Strategi Baru dalam Penambangan Kripto
Perubahan strategi ini bukanlah kebetulan, menurut seorang peneliti keamanan informasi yang akrab dengan kampanye tersebut dan berbicara kepada Decrypt dengan syarat anonim. Kelompok ini tampaknya menggunakan kembali infrastruktur lama untuk memprioritaskan akses jangka panjang dan pendapatan pasif. “Kelompok-kelompok ini kemungkinan besar sudah mengendalikan ribuan situs WordPress yang diretas dan toko e-commerce dari kampanye Magecart sebelumnya,” kata peneliti tersebut kepada Decrypt.
Kampanye Magecart adalah serangan di mana peretas menyuntikkan kode berbahaya ke halaman checkout online untuk mencuri informasi pembayaran.
“Menanam penambang itu sepele; mereka hanya menambahkan satu skrip lagi untuk memuat JavaScript yang terobfuscate, memanfaatkan akses yang sudah ada,” kata peneliti tersebut. Namun yang menonjol, kata peneliti tersebut, adalah betapa diamnya kampanye ini beroperasi, membuatnya sulit terdeteksi dengan metode lama. “Salah satu cara skrip cryptojacking sebelumnya terdeteksi adalah melalui penggunaan CPU yang tinggi,” kata Decrypt. “Gelombang baru ini menghindari itu dengan menggunakan penambang WebAssembly yang dibatasi, yang tetap di bawah radar, membatasi penggunaan CPU dan berkomunikasi melalui WebSockets.”

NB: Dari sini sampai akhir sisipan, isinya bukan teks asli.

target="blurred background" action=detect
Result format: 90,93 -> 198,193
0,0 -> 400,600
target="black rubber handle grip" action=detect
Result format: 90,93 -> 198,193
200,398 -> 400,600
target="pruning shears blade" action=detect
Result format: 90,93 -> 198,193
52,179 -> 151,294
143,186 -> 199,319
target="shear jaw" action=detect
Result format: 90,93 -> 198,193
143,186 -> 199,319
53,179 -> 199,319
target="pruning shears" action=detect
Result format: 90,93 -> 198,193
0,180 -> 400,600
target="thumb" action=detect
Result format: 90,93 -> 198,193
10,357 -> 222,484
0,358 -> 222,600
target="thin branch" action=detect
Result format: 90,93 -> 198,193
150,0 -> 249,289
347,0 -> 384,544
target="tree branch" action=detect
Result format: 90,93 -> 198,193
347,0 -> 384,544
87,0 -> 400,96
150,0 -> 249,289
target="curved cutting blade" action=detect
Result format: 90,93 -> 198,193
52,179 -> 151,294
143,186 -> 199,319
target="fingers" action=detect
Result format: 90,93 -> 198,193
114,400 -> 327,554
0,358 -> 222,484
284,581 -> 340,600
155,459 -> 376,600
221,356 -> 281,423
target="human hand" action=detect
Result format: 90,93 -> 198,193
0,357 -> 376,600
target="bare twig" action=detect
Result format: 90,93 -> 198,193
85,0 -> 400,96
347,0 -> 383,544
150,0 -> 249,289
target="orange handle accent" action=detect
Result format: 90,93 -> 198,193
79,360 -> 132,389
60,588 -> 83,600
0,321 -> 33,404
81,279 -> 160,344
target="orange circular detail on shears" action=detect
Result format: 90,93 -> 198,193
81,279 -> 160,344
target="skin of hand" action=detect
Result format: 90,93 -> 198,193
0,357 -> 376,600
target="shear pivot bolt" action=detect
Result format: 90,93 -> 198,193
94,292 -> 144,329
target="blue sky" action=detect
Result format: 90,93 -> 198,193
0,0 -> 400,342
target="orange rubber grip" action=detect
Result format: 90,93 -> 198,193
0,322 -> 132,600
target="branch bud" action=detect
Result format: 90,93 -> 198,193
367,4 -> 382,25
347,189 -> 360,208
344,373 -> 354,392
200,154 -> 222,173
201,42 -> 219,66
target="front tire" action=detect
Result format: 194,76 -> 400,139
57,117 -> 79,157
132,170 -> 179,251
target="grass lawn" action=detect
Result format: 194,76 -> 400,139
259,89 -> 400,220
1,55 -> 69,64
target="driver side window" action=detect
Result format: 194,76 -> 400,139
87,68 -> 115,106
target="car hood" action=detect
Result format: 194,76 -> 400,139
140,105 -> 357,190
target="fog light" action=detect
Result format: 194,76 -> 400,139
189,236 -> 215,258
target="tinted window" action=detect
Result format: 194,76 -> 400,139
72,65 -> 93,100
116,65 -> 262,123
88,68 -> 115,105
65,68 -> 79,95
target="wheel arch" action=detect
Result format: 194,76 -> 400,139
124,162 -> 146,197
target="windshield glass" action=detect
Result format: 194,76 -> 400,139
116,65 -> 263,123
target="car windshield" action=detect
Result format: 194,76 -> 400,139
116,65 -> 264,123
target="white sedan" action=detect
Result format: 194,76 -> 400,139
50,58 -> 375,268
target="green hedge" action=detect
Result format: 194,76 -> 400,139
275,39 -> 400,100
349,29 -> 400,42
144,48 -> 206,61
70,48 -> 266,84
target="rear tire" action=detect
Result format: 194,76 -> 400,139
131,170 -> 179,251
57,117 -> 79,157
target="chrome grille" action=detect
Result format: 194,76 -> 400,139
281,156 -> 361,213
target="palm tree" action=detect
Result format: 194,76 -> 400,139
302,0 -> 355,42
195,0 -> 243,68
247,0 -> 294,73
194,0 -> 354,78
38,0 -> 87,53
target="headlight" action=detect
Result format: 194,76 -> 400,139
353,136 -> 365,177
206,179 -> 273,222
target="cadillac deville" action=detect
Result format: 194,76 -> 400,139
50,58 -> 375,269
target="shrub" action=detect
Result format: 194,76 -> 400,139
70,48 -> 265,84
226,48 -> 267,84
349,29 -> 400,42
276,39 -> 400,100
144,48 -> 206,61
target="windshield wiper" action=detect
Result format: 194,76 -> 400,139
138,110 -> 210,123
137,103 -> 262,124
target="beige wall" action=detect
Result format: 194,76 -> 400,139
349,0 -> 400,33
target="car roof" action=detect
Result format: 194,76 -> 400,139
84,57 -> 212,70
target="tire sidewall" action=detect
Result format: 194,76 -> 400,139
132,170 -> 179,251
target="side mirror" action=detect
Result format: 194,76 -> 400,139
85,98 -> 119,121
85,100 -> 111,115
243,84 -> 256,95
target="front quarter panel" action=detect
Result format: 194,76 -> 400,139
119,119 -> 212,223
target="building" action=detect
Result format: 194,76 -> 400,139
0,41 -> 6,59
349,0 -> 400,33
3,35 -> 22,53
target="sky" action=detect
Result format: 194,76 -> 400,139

WebAssembly memungkinkan kode berjalan lebih cepat di dalam browser, sementara WebSockets mempertahankan koneksi konstan ke server. Digabungkan, ini memungkinkan penambang kripto bekerja tanpa menarik perhatian. Risikonya bukan “secara langsung menargetkan pengguna kripto, karena skrip tidak menguras dompet, meskipun secara teknis, mereka bisa menambahkan penguras dompet ke payload,” kata peneliti anonim tersebut kepada Decrypt. “Target sebenarnya adalah pemilik server dan aplikasi web,” tambah mereka.